Pedro Miguel Dias (Manager de Technology Consulting da PwC)
Semana Informática - Janeiro 2012

Nos últimos anos, verificamos uma tendência de evolução em termos de modelos, processos e tecnologia de suporte à gestão orçamental, como são exemplos o rolling forecast e as soluções aplicacionais denominadas de EPM (Enterprise Performance Management). No entanto, existe um longo caminho a percorrer nas organizações, no sentido de transformar estas técnicas e ferramentas em práticas efectivas de gestão de desempenho.
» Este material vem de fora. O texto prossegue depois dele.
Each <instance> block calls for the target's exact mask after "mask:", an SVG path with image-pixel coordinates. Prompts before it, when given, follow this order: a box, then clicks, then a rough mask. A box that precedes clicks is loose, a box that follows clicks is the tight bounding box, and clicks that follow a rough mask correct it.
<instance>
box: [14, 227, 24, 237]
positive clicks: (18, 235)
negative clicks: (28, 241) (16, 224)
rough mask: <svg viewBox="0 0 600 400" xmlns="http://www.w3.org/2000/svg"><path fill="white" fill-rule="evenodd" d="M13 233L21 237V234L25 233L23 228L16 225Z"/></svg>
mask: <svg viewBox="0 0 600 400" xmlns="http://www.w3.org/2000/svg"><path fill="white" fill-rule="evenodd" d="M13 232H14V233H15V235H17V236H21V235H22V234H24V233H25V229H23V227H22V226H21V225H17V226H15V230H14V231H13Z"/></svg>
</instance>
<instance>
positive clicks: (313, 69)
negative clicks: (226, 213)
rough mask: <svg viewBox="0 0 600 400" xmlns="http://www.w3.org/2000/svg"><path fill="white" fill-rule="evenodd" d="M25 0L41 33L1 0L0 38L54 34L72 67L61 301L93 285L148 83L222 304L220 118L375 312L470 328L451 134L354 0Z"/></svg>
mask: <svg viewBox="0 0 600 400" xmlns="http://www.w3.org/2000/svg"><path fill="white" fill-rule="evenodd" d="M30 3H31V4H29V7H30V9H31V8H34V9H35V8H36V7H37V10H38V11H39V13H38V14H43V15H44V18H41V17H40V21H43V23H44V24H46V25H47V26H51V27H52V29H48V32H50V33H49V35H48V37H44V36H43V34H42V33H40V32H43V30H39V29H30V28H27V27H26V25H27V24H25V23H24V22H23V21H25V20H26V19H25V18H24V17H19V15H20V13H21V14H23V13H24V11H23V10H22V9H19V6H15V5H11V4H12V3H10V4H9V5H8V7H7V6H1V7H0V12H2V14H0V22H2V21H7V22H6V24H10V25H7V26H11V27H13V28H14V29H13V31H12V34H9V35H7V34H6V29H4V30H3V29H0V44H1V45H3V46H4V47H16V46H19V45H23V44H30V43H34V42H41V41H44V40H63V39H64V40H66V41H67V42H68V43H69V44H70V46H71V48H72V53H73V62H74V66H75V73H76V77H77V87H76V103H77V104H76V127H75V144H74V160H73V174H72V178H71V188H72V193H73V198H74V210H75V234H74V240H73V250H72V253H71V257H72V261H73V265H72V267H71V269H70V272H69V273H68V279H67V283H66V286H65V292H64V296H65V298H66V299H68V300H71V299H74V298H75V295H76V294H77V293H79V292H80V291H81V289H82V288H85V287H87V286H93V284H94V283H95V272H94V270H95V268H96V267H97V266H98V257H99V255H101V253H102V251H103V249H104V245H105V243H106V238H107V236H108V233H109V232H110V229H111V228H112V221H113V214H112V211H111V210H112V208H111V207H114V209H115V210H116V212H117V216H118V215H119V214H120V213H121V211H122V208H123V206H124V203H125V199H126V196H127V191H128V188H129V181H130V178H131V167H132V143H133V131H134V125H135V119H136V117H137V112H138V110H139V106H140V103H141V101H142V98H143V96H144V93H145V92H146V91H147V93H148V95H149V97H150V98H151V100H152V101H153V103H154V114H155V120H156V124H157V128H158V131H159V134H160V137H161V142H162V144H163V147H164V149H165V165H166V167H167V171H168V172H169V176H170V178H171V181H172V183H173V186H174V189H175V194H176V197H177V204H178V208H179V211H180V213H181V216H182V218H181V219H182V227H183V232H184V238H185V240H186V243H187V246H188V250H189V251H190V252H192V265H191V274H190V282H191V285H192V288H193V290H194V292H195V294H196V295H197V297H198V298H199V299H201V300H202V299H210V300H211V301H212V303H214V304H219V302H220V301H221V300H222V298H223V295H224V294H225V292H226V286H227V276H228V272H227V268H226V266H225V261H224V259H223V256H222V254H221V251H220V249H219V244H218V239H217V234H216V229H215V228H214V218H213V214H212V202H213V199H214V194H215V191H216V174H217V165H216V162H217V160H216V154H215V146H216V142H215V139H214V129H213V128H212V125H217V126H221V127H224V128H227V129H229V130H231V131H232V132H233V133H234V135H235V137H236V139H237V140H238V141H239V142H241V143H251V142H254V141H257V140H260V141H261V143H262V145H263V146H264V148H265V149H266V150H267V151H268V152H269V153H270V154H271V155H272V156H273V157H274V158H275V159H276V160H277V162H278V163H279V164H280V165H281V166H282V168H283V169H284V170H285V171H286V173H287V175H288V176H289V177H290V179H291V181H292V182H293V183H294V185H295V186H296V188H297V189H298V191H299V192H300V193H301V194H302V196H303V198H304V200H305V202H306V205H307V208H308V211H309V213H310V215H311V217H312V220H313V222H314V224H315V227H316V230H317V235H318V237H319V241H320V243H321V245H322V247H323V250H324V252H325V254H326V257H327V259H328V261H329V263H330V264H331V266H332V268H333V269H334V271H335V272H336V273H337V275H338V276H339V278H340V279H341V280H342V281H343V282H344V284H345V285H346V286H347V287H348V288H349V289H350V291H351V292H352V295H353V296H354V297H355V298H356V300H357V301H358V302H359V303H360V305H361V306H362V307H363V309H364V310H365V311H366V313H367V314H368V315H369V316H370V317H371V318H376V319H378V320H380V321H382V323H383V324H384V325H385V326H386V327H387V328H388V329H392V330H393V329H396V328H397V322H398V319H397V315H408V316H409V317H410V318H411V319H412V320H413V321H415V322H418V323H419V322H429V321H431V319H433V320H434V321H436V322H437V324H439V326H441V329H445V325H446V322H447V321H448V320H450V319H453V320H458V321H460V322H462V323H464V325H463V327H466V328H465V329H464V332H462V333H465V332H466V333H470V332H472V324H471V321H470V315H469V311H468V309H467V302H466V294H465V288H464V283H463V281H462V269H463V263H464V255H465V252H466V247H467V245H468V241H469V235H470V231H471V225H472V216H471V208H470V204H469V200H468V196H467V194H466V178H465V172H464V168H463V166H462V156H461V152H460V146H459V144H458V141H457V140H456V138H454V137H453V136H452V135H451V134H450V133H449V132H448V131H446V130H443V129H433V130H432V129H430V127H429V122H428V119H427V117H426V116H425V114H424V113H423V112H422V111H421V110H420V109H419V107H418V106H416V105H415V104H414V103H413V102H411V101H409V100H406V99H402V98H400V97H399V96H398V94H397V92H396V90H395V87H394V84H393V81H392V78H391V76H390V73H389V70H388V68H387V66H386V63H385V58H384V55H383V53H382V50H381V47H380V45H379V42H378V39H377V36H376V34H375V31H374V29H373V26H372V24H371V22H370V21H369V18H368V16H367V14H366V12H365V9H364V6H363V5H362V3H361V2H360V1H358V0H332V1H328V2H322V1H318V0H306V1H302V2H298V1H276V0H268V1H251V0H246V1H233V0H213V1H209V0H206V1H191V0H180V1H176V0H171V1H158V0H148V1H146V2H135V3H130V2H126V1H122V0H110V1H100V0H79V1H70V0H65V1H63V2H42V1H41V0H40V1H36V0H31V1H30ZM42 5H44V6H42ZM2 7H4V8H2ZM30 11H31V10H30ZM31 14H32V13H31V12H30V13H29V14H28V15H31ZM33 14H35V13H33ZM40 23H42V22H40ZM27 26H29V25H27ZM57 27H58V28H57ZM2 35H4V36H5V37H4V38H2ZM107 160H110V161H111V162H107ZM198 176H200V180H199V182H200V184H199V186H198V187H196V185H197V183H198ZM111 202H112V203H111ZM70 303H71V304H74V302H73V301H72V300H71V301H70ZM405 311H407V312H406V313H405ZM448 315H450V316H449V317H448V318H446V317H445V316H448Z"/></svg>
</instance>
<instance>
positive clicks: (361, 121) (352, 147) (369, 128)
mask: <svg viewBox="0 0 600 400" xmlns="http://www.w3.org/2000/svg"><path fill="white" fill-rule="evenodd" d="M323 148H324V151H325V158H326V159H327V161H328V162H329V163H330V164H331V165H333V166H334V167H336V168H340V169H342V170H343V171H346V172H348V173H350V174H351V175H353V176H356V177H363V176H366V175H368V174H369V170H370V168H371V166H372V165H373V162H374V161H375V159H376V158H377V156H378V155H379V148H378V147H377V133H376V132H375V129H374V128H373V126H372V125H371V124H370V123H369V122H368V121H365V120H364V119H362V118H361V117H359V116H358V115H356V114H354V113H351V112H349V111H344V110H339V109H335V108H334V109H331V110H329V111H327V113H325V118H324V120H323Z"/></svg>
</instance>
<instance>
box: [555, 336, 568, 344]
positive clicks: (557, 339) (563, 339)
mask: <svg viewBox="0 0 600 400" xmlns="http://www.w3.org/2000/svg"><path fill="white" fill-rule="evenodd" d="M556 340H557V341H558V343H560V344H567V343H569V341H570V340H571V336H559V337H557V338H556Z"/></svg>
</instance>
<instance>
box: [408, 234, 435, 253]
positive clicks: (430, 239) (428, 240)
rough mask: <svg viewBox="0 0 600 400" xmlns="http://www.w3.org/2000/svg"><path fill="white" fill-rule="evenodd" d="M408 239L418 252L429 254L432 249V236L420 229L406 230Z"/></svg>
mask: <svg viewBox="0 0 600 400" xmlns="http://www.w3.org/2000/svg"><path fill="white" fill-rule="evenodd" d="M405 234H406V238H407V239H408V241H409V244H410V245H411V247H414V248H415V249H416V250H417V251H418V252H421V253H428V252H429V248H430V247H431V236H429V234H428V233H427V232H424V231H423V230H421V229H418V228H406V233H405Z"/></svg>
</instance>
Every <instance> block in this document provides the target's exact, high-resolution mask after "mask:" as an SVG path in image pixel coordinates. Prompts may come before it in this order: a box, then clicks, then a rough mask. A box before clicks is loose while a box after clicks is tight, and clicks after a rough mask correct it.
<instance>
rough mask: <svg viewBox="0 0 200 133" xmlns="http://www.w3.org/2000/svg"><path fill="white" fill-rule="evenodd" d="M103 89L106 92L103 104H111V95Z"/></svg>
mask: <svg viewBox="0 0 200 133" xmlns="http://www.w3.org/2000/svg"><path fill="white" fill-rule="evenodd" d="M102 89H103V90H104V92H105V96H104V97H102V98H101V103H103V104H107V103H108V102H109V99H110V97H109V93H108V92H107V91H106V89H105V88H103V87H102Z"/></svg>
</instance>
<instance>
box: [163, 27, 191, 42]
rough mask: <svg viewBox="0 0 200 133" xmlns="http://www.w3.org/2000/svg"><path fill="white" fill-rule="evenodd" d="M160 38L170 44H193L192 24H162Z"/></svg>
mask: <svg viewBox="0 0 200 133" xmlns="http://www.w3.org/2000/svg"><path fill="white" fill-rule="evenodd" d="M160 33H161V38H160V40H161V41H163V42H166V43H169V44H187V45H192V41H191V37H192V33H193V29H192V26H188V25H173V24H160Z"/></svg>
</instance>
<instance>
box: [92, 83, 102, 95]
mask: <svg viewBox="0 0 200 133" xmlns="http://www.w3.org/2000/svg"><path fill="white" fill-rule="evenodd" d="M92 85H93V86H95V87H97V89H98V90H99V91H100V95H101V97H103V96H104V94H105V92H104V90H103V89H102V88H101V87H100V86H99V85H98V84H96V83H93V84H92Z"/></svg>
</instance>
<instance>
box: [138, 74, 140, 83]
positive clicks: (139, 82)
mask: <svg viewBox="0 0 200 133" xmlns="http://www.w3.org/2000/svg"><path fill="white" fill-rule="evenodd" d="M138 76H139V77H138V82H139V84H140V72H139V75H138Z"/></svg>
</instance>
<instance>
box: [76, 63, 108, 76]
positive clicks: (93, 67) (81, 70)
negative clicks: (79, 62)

Actualmente, a aplicação líder de mercado no suporte à gestão orçamental continua a ser o Excel. Esta solução, apesar da fácil utilização e de ser amigável para os utilizadores financeiros, tem algumas limitações que podem influenciar negativamente a gestão orçamental, em particular no que respeita à segurança e qualidade dos dados (diversas versões da verdade), à flexibilidade (entrave à simulação e análise de cenários) e ao desmesurado consumo de tempo e recursos (foco na execução e não na análise).

No contexto actual, as empresas necessitam de gerir um conjunto de factores externos e internos em constante mutação, assegurando um estreito alinhamento entre as operações, o orçamento corporativo e a estratégia da organização. Esta realidade obriga a que as organizações adoptem processos de gestão orçamental diferentes do modelo tradicional, ou seja, documentos administrativos e burocráticos. As empresas necessitam de instituir um ciclo de orçamentação eficaz e eficiente, ou seja, rápido, simples, colaborativo e promotor do desempenho.

Ao contrário do que verificamos em muitas organizações, a construção do orçamento deve envolver todas as áreas de negócio da organização. Tradicionalmente, a definição do orçamento é da responsabilidade, quase exclusiva, do Controlo de Gestão. Esta abordagem penaliza o compromisso e o alinhamento do orçamento. O Controlo de Gestão deve assumir o papel de assessor e assegurar o guidance necessário às áreas de negócio, no decorrer da construção do orçamento. A definição do orçamento deverá ocorrer de forma descentralizada e num ambiente colaborativo, de forma a incutir uma cultura de responsabilização.

A gestão orçamental deve assim assentar em quatro elementos imprescindíveis: modelo de governação e cultura da organização; processos que assegurem um ciclo contínuo da estratégia à execução (planeamento, orçamentação, reporte, controlo e forecast); tecnologia; e alinhamento de toda a cadeia de valor da empresa. No que respeita à tecnologia, as organizações devem pensar numa arquitectura de informação integrada, isto é, não se devem centrar exclusivamente na aplicação de orçamentação propriamente dita, mas sim ter uma visão holística, compreendendo também a estratégia de gestão de informação, os sistemas operacionais e a qualidade dos dados. Adquirir ferramentas de planeamento e gestão orçamental não é suficiente, é necessário incorporá-las na cultura da organização.

Acreditamos que a transformação das práticas de planeamento e orçamentação, no contexto actual de volatilidade, incerteza, pressão sobre os preços e recessão, poderá ser o factor crítico para que as organizações consigam maximizar os seus resultados faces às oportunidades.